The UCI race radio debate received a lot of attention around 12 months ago regarding their use in the pro peloton. This debate was miles away from the amateur racing scene and national series racing such as the NRS here in Australia where no rider communication is allowed, other than word of mouth out of the team car.
As is usually the case, technology moves a lot faster than the regulators, the UCI included. After a few rides with the Garmin Edge 520 and it displaying my incoming text messages without lifting a finger..... I wondered how this could be used in other ways.
Picture this - A team in a peloton of 160 riders equiped with Garmin Edge 520 (or 1000) units, mobile phones in their back pockets, and race updates/instructions bring sent via group message to them from the team car.
No dropping back for instructions and immediate communication to all team riders. And no easy way this can realistically be stopped from happening. I suspect most riders and teams already have the hardware to do this right now.
Technically there are regulations in place to stop this happening (see below).
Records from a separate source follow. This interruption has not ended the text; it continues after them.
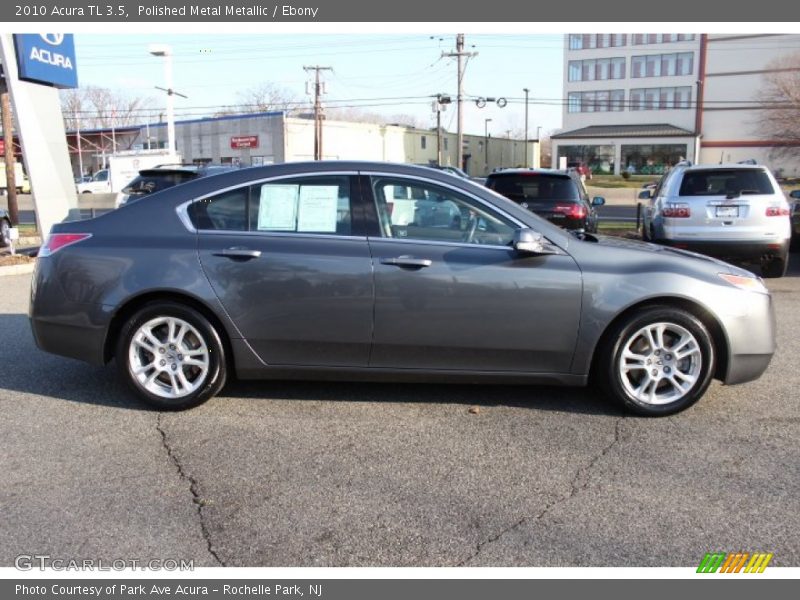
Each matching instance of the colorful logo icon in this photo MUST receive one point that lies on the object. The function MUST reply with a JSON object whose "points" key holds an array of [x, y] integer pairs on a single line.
{"points": [[734, 562]]}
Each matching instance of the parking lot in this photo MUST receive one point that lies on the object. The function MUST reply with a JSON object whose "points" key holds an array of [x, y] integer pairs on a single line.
{"points": [[332, 474]]}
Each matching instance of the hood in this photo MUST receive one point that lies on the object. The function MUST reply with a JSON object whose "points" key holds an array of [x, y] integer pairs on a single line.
{"points": [[665, 251]]}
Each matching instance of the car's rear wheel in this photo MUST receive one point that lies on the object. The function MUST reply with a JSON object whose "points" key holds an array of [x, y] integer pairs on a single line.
{"points": [[657, 362], [171, 356], [774, 266]]}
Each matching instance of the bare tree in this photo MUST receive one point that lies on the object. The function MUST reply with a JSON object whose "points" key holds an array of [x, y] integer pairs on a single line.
{"points": [[358, 115], [264, 97], [98, 107], [780, 100]]}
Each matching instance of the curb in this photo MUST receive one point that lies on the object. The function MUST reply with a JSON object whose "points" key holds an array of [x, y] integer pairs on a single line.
{"points": [[17, 269]]}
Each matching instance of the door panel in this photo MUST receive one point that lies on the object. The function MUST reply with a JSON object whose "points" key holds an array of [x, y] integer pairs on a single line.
{"points": [[299, 293], [473, 308]]}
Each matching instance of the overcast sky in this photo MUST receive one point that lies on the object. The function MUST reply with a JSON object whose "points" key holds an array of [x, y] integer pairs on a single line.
{"points": [[386, 73]]}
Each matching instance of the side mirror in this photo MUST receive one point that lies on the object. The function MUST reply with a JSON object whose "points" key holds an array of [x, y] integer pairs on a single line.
{"points": [[528, 241]]}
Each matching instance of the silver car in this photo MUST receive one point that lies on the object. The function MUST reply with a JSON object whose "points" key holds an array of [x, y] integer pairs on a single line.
{"points": [[735, 212], [323, 270]]}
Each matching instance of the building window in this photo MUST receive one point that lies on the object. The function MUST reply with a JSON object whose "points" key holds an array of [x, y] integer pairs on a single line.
{"points": [[596, 101], [662, 65], [651, 159], [599, 158], [585, 41], [596, 69], [660, 98], [640, 39]]}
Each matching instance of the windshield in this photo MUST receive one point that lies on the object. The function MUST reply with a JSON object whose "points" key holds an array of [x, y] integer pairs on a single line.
{"points": [[725, 182], [532, 187]]}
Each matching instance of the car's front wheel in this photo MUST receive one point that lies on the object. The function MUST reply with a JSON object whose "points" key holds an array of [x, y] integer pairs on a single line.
{"points": [[658, 361], [171, 356]]}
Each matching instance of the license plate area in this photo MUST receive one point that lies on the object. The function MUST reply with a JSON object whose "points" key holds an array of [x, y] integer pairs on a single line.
{"points": [[727, 212]]}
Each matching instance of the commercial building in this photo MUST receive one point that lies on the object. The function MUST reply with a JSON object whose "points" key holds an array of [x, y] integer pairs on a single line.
{"points": [[642, 102], [274, 137]]}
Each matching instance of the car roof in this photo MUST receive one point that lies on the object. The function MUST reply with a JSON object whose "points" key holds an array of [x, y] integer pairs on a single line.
{"points": [[565, 173], [721, 166]]}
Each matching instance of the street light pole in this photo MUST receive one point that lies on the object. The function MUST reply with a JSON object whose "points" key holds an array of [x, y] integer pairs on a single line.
{"points": [[165, 52], [486, 145], [526, 90]]}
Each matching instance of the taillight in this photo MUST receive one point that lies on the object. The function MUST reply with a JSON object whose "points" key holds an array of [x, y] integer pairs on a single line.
{"points": [[676, 210], [777, 211], [574, 211], [58, 241]]}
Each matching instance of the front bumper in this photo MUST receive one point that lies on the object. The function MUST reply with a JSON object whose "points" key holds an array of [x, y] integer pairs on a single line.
{"points": [[749, 324]]}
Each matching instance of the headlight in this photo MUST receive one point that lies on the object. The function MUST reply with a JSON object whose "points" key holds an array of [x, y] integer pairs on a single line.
{"points": [[751, 284]]}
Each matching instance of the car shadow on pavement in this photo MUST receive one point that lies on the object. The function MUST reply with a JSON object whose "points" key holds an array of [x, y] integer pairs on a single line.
{"points": [[31, 372]]}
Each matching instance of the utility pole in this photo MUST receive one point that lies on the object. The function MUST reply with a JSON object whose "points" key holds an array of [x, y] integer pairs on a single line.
{"points": [[440, 104], [317, 109], [527, 164], [460, 55], [8, 136]]}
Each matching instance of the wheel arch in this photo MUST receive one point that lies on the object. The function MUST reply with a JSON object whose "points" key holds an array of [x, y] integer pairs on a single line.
{"points": [[718, 337], [132, 305]]}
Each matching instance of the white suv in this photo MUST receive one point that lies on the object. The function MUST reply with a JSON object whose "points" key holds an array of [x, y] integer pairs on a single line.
{"points": [[736, 212]]}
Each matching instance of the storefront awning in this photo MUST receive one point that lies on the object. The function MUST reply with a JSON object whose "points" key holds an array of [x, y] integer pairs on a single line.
{"points": [[625, 131]]}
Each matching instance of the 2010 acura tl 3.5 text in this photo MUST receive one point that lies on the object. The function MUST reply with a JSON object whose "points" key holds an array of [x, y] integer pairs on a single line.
{"points": [[373, 271]]}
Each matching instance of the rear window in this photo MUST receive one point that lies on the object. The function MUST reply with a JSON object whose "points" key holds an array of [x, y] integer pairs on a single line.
{"points": [[725, 182], [530, 187], [149, 183]]}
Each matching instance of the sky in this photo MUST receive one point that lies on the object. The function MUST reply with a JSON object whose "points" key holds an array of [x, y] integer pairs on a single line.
{"points": [[386, 73]]}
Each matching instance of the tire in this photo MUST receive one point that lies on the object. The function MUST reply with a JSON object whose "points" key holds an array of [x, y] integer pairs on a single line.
{"points": [[648, 378], [775, 266], [171, 356]]}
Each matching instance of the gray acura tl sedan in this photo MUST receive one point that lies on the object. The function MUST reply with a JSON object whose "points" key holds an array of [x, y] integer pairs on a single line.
{"points": [[345, 270]]}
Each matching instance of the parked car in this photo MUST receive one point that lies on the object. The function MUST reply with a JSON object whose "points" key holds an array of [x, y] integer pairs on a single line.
{"points": [[581, 168], [795, 210], [163, 176], [558, 196], [735, 212], [318, 270]]}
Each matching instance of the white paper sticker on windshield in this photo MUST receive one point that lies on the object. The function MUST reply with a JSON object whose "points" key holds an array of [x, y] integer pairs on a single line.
{"points": [[277, 210], [318, 206]]}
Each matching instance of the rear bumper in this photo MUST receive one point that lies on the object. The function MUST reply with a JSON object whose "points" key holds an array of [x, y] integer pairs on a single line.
{"points": [[749, 250], [63, 327]]}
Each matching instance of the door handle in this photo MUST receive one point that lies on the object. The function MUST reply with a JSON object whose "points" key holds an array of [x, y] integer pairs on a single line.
{"points": [[407, 262], [238, 253]]}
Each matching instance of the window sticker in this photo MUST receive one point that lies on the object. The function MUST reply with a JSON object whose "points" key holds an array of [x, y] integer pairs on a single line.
{"points": [[318, 208], [277, 210]]}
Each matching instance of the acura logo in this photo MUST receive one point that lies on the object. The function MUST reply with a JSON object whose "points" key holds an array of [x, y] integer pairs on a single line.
{"points": [[54, 39]]}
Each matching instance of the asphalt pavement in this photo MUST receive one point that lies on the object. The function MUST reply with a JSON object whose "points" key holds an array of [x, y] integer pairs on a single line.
{"points": [[334, 474]]}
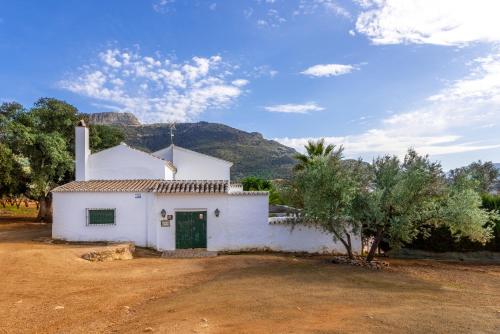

However, short of banning all next-gen cycle computers and checking riders pockets for mobile phones, it is impossible to enforce.
Cycling Australia – Technical Regulations
3.8.14 The use of iPods, MP3 players etc, reading devices or sunglasses fitted with portable music players and any other type of entertainment devices including mobile phones and wireless transmitters (Bluetooth etc) shall be strictly forbidden during competition and warm up periods on the road prior to the event.
3.8.15 During races the use of radio links or other means of communication with the riders is not permitted.
From local races to NRS tours, and everything in between. Don't be surprised if the rider next to you looks at their Garmin and goes on the attack, or somehow a whole team magically knows something you don't in a race.
Sprint point distances, who's getting dropped, KOM point calculations, weather conditions, changes in team plans, get creative and the list becomes endless.
At this point in time it is only one-way communication, stand-by for that to change in the near future too.
This little feature is a tactical game changer for racing, but a migraine for race officials.